De son côté, la société SBA considère que l’agent a été fautif en représentant des concurrents ainsi que ses propres mandants. La faute lui serait donc imputable et aucune indemnité ne serait due.
Cet argument ne convainc pas la Cour d’Appel qui, après avoir analysé chacune de ces fautes, les écarte en l’absence de preuve suffisante. Autrement dit, la Cour d’appel analyse les fautes réciproques et s’attache à déterminer l’imputabilité de la rupture. Ici rupture imputable selon elle au mandant, raison pour laquelle l’indemnité est due.
La Cour de cassation confirme cette décision mais emprunte un chemin – en apparence – inédit.
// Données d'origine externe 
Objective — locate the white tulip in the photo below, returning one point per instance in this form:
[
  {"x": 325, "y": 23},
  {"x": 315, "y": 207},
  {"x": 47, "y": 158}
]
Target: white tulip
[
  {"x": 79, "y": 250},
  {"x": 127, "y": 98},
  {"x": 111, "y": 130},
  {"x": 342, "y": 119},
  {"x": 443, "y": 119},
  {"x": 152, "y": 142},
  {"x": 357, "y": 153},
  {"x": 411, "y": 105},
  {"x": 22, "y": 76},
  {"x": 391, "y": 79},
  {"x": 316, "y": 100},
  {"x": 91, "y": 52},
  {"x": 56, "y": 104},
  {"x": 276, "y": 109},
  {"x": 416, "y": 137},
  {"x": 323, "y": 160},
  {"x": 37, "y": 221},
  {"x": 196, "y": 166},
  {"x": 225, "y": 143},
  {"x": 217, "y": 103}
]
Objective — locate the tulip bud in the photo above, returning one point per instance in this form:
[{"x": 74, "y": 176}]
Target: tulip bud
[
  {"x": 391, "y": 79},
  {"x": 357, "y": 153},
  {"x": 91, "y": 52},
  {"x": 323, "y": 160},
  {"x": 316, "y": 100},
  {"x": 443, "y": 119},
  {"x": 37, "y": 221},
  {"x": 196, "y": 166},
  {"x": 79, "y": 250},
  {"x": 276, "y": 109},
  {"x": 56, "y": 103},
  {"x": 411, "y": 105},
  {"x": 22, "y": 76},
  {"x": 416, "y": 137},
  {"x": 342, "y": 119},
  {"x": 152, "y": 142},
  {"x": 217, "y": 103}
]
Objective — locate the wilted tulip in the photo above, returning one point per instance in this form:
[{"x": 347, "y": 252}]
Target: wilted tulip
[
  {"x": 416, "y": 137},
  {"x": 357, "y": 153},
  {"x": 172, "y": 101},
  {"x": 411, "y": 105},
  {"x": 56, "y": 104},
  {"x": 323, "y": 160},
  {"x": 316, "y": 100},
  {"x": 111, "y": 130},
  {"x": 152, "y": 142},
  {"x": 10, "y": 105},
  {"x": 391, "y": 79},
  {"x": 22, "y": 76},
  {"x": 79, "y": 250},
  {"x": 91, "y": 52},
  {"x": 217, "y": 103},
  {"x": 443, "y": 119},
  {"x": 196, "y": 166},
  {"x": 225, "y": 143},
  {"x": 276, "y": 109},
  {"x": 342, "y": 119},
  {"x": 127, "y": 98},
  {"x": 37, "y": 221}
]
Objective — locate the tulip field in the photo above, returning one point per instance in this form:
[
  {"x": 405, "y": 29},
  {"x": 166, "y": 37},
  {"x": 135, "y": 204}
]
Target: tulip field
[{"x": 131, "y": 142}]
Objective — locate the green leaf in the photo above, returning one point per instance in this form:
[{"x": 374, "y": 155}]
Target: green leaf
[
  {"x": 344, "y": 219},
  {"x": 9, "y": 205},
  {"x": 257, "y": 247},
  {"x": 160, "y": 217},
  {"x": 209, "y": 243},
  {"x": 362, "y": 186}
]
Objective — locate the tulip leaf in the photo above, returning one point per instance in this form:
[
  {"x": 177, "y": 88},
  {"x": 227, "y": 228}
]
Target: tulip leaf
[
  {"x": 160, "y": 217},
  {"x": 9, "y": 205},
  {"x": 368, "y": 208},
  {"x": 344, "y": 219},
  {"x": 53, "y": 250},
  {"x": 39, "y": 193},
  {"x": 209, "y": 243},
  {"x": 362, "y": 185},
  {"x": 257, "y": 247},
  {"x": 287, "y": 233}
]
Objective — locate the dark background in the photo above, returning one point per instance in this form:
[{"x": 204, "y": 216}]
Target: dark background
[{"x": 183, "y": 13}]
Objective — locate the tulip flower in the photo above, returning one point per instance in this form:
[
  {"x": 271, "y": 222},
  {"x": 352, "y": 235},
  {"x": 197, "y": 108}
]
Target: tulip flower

Cette dernière précise en effet que la cessation du contrat intervenue à l’initiative de M. Ferran « était justifiée par des circonstances imputables [à la société], l’éventuelle commission d’une faute grave par l’agent commercial était sans incidence sur son droit à réparation prévue par l’article L134-12 C. com ».
La Cour de cassation semble donc considérer qu’il n’est pas nécessaire d’examiner les manquements de l’agent dès lors que les fautes du mandant sont prouvées et justifient la rupture du contrat à l’initiative de ce dernier.
Ce faisant, l’indemnité réparatrice serait due à l’agent, quand bien même il aurait commis une faute grave dans l’exécution de son contrat.
Cette décision est difficilement compréhensible au regard de l’arrêt d’appel et des décisions de jurisprudence qui s’attachent en effet habituellement à déterminer qui de l’agent ou du mandant est à l’origine de la rupture. Relevant parfois une rupture aux torts partagés.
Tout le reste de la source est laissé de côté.